Il y avait des années que Viki n’avait pas joué à ça. Mais elle et les autres imitèrent Brent et s’aplatirent sur le sol sans s’appuyer sur aucun membre. Ce n’était pas très confortable, et on ne pouvait pas s’accrocher à quoi que ce soit. Alequere quitta d’un bond les bras de Viki. Birbop rejoignit sa sœur. Ils allèrent d’un enfant à l’autre et les chatouillèrent. Au bout d’un moment, ils se mirent tous les deux à glousser.

— Chut ! dit tout bas Viki.

Et ils gloussèrent de plus belle. Combien de fois Viki avait-elle prié pour que ces deux-là retrouvent le moral ? Et maintenant, elle voulait précisément qu’ils se taisent un peu. Elle les évacua de son esprit et se concentra. Hum. Ce n’était pas exactement du son, pas pour les oreilles de la tête, en tout cas. Mais elle le percevait partout sur son ventre. Il y avait un bourdonnement continu en arrière-plan… et d’autres vibrations, plus irrégulières.
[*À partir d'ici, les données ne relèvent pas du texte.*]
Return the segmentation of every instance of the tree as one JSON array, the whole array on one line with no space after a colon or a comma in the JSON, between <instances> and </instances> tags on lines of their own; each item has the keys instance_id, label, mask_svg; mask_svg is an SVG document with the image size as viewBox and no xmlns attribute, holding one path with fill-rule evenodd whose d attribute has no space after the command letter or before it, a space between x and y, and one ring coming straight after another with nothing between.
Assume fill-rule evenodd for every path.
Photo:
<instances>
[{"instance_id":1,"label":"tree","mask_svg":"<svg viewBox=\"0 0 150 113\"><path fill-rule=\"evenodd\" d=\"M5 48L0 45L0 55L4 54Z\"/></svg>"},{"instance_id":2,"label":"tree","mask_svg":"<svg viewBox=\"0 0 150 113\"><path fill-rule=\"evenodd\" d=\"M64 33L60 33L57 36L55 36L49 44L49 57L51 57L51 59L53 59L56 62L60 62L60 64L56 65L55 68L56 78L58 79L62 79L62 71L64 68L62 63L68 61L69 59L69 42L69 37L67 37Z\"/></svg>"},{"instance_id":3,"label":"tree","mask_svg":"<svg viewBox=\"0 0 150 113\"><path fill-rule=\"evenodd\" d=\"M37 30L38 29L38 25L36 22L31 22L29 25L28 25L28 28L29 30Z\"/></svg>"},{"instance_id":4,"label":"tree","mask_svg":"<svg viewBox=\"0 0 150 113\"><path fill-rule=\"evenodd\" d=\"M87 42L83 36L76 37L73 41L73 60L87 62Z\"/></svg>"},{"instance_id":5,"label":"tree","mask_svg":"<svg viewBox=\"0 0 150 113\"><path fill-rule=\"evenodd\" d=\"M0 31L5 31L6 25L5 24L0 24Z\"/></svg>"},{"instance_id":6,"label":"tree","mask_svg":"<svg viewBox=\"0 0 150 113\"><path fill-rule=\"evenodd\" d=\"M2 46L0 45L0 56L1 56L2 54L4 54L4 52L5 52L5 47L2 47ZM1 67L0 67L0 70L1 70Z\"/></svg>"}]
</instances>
Ah ! C’était le fantôme de la vie trépidante qu’on percevait au bout de ses pieds quand on se promenait dans le Centre-Ville ! Et puis : le grincement à nul autre pareil de freins de camion brusquement sollicités.

Djirlib riait sous cape.

— Avec ça, la cause est entendue ! Ils se croyaient malins avec ce container hermétique. Mais maintenant, nous savons.
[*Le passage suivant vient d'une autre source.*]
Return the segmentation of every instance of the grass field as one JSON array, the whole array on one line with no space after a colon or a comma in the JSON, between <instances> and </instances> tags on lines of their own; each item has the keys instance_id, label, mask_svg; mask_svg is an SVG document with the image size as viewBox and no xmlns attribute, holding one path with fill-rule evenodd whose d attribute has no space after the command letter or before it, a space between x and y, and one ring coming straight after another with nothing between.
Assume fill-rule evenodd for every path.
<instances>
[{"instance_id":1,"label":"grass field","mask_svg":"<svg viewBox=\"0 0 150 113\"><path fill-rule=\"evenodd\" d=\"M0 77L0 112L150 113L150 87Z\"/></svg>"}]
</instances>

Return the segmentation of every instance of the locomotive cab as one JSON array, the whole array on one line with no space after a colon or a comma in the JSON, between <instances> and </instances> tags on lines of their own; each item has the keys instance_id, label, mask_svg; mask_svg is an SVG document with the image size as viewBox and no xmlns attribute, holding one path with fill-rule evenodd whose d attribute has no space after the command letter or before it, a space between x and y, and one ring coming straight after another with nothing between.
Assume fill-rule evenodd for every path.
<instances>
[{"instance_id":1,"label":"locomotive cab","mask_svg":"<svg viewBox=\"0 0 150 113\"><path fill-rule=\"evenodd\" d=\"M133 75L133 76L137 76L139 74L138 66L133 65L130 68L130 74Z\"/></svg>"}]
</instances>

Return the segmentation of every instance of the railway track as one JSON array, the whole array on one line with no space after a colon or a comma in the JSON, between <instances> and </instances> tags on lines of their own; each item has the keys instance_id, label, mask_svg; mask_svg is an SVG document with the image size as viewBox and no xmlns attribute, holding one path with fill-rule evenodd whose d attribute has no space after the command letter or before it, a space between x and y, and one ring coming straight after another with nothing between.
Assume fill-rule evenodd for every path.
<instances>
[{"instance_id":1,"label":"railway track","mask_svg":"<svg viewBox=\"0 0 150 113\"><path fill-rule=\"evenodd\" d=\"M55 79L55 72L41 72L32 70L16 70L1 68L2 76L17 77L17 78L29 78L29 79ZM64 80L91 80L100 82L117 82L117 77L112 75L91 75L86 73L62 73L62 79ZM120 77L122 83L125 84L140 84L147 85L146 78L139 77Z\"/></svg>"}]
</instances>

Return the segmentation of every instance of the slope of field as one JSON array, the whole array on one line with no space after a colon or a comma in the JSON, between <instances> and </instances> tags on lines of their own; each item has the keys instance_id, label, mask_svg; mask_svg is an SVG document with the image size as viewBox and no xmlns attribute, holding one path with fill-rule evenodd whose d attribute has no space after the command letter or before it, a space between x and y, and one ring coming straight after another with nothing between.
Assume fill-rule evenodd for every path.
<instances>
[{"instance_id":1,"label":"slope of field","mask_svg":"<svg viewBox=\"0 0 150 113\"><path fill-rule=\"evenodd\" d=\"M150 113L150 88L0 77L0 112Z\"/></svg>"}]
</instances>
Viki quitta sa position inconfortable et consulta Gokna du regard. Djirlib était plus intelligent, mais, en matière de sournoiserie, il n’était jamais arrivé à la cheville de ses sœurs. Gokna répondit aimablement, d’abord pour être polie, ensuite parce que le ton approprié aurait fait fuir les bébés.
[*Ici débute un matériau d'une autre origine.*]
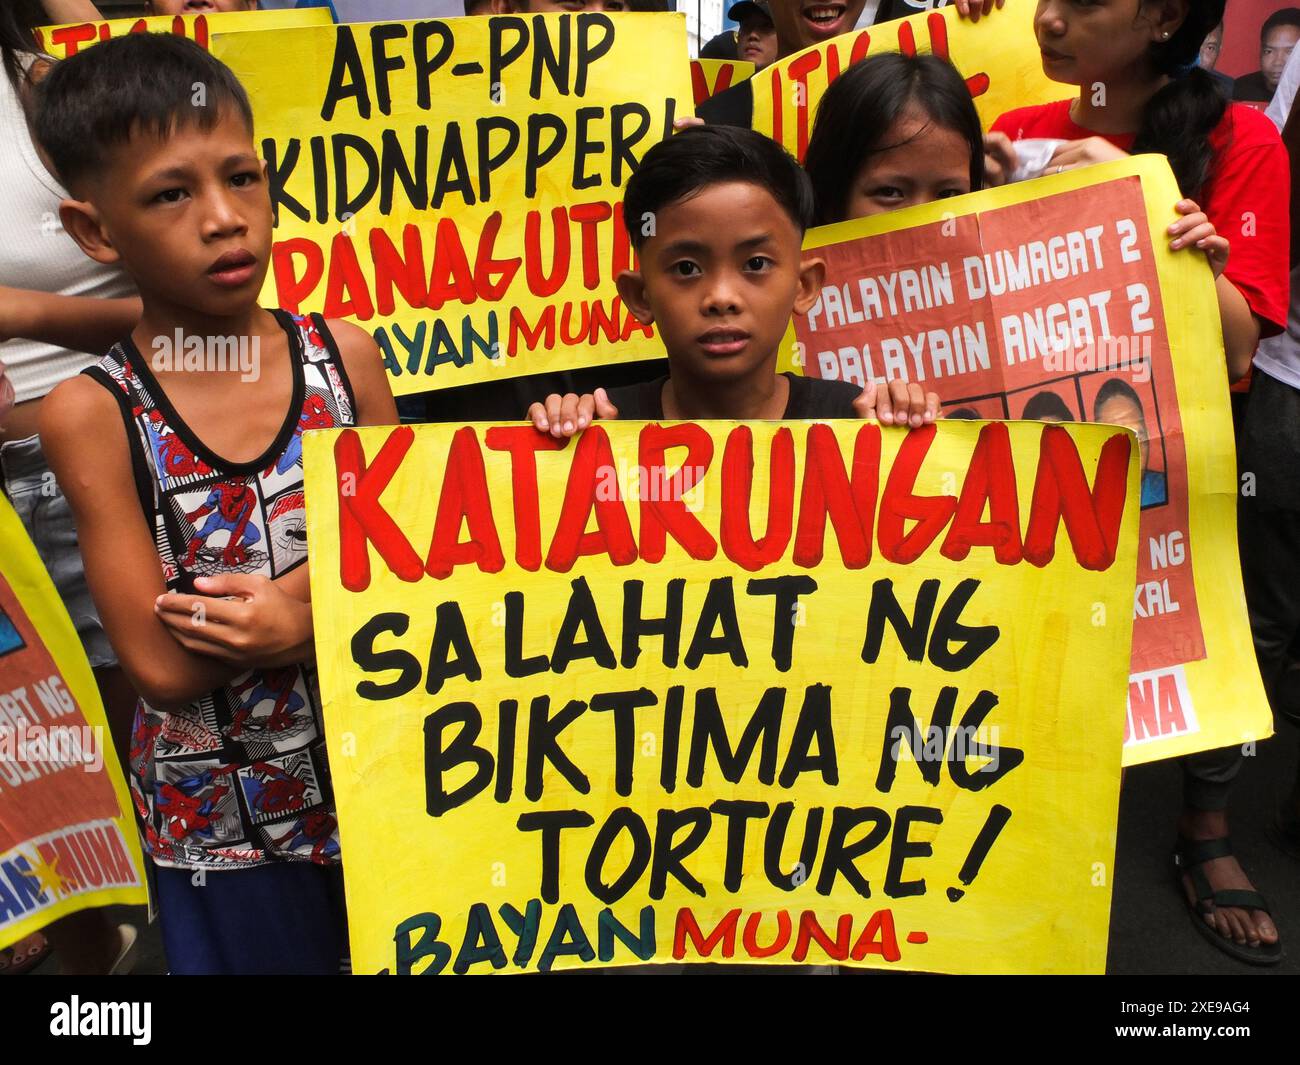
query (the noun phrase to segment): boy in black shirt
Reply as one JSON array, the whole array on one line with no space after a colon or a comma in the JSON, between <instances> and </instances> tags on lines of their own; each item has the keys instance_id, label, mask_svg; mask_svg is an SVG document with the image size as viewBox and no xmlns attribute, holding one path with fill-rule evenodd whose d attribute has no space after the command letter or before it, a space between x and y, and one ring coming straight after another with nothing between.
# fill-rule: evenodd
<instances>
[{"instance_id":1,"label":"boy in black shirt","mask_svg":"<svg viewBox=\"0 0 1300 1065\"><path fill-rule=\"evenodd\" d=\"M826 264L800 253L812 186L778 144L733 126L685 130L646 153L623 214L639 259L618 278L636 318L654 322L669 376L607 394L552 394L528 417L570 436L599 418L866 418L919 428L939 397L906 381L822 381L776 372L790 315L807 314Z\"/></svg>"}]
</instances>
— Djirl, je ne crois pas qu’ils essayaient de nous cacher des trucs.

Djirlib releva la tête en arrière – c’était presque le geste qui signifiait chez lui « ton frangin en sait plus » – puis il comprit le message.

— Gokna, ils auraient pu nous amener ici en cinq minutes. Au lieu de quoi, on a passé plus d’une heure à rouler. Qu’est-ce que…

— Je crois, dit Viki, qu’ils ont peut-être essayé d’échapper aux services de sécurité de maman. Ces faucheux avaient plusieurs véhicules à leur disposition ; ils nous ont transférés deux fois, si tu te rappelles bien. Peut-être qu’en réalité ils essayaient de sortir de la ville, et qu’ils ont compris qu’ils n’y arriveraient pas.

Viki désigna d’un geste leur prison.

— S’ils ne sont pas trop bêtes, ils savent qu’on en a vu un peu trop.

Elle essaya de conserver un ton décontracté. Birbop et Alequere s’étaient propulsés jusqu’à Brent, toujours aplati, et lui faisaient les poches.

— On pourrait les identifier, Djirlib. On a aussi vu le chauffeur, et la femme à côté de la rampe de chargement du musée.